= Chetan Singh =

Indian historian

Chetan Singh (born 1955) is an academic historian from Himachal Pradesh, India. He is noted for his work on the history of early modern and modern western Himalayas.

== Education ==
Chetan Singh did his schooling from the Lawrence School, Sanawar. He did his undergraduate studies at Delhi University's St Stephen's College. He did his PhD from the Centre for Historical Studies, Jawaharlal Nehru University.

== Career ==
Chetan Singh served as an academic historian at the Himachal Pradesh University in Shimla for nearly three decades. He also served as the Director of the Indian Institute of Advanced Studies (IIAS) in Shimla, from 2013 till 2016. Singh was the first ever Shimla-based scholar to head IIAS. He is a member of the editorial board of the Himachal Pradesh University Journal: Humanities and Social Sciences.

== Reception ==
Chetan Singh's 2019 book Himalayan Histories has received critical acclaim in the academia as well as mass media. In his review of this book, the American anthropologist William Sax commends Singh as "one of the most eminent historians of the western Himalaya", while describing the book as being focussed on "the pre-eminent role of regional gods (deota) in traditional and contemporary politics, and the complexities of Himalayan pastoralism."

JM Baker deems Singh's Natural Premises (1998) to be the first environmental history of the region that now falls under the north Indian state of Himachal Pradesh. The book, Baker argues, is based on the assumption that the natural premises of this region, "i.e. the opportunities and constraints imposed by environmental parameters such as topography, climate, and natural resource endowments, significantly influence patterns of resource use and social, economic, and political organization". Nandini Sundar is more critical, arguing that this book offers a lot of interesting details but little as narrative or analysis.
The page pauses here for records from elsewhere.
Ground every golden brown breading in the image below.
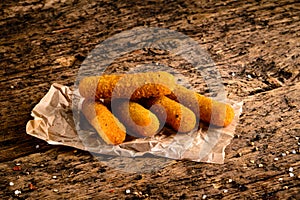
[79,72,175,100]
[168,85,234,127]
[111,99,159,137]
[142,96,196,133]
[82,100,126,144]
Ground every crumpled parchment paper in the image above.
[26,84,243,164]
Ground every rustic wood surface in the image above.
[0,0,300,199]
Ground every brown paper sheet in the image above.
[26,84,243,164]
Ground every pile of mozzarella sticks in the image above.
[79,71,234,144]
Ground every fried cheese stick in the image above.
[79,71,175,100]
[111,99,159,137]
[143,96,196,133]
[82,100,126,145]
[168,85,234,127]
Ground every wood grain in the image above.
[0,0,300,199]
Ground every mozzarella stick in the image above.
[111,100,159,137]
[79,71,175,100]
[82,100,126,145]
[143,96,196,133]
[168,85,234,127]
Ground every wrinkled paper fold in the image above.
[26,84,243,164]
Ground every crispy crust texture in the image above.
[111,100,159,137]
[143,96,196,133]
[168,85,234,127]
[79,71,175,100]
[82,100,126,145]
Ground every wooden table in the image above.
[0,0,300,199]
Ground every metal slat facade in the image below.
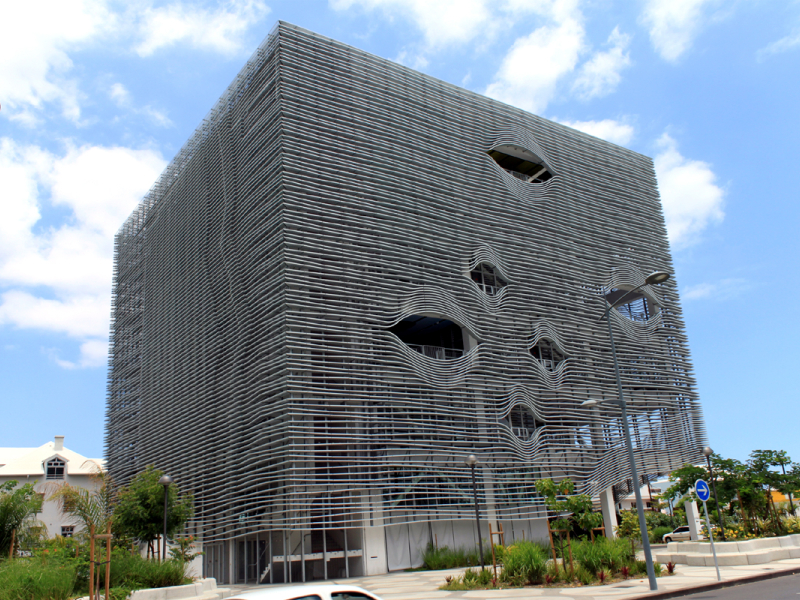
[107,23,705,580]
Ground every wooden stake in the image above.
[89,523,94,600]
[106,519,111,600]
[562,529,575,577]
[545,519,558,573]
[489,521,497,579]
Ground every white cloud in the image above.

However, she adds that this book would be of interest to "someone looking for examples of ecological influences on economy and society."

== Bibliography ==
Books
- Himalayan Histories: Economy, Polity, Religious Traditions (2019)
- Recognizing Diversity: Society and Culture in the Himalaya (2011, edited volume)
- Natural Premises: Ecology and Peasant Life in the Western Himalaya, 1800-1950 (1998)
- Region and Empire: Panjab in the Seventeenth Century (1991)
Articles and book chapters

- Singh, Chetan. "Creation of “Scientific” Knowledge: The Asiatick Society and Exploration of the Himalaya, 1784–1850." In Connecting Territories, pp. 242-261. Brill, 2021.
- Singh, Chetan. "Constructing the State in the Western Himalaya." Journal of Punjab Studies 20 (2013).
- Singh, Chetan. "Pastoral people and shepherding practices in the Western Himalaya (Himachal Pradesh): A historical perspective." In Pastoral practices in High Asia, pp. 161–174. Springer, Dordrecht, 2012.
- Singh, Chetan. "Pastoralism and the making of colonial modernity in Kulu, 1850–1952." Nomadic peoples 13, no. 2 (2009): 65–83.
- Singh, Chetan. "The Place of Myth, Legend and Folklore in Western Himalayan History." Popular Literature and Pre-modern Societies in South Asia (2008): 41.
- Singh, Chetan. "Long-Term Dynamics of Geography, Religion, and Politics." Mountain Research and Development 26, no. 4 (2006): 328–335.
- Singh, Chetan, S. Laxman, and Thakur. "The Dhoom in Himachal Pradesh: Community Consciousness, Peasant Resistance or Political Intrigue." Where Mortals and Mountain Gods Meet: Society and Culture in Himachal Pradesh. Indian Institute of Advanced Studies, Simla (2002).
- Pirta, Raghubir Singh, and Chetan Singh. "The search for sustainable development in the Himalayas." Mountain Research and Development 21, no. 1 (2001): 30–33.
- Singh, Chetan. "A strategy of interdependence: Gaddi, peasant and state in Himachal." From tribe to caste. Indian Institute of Advanced Study, Shimla (1997): 374–386.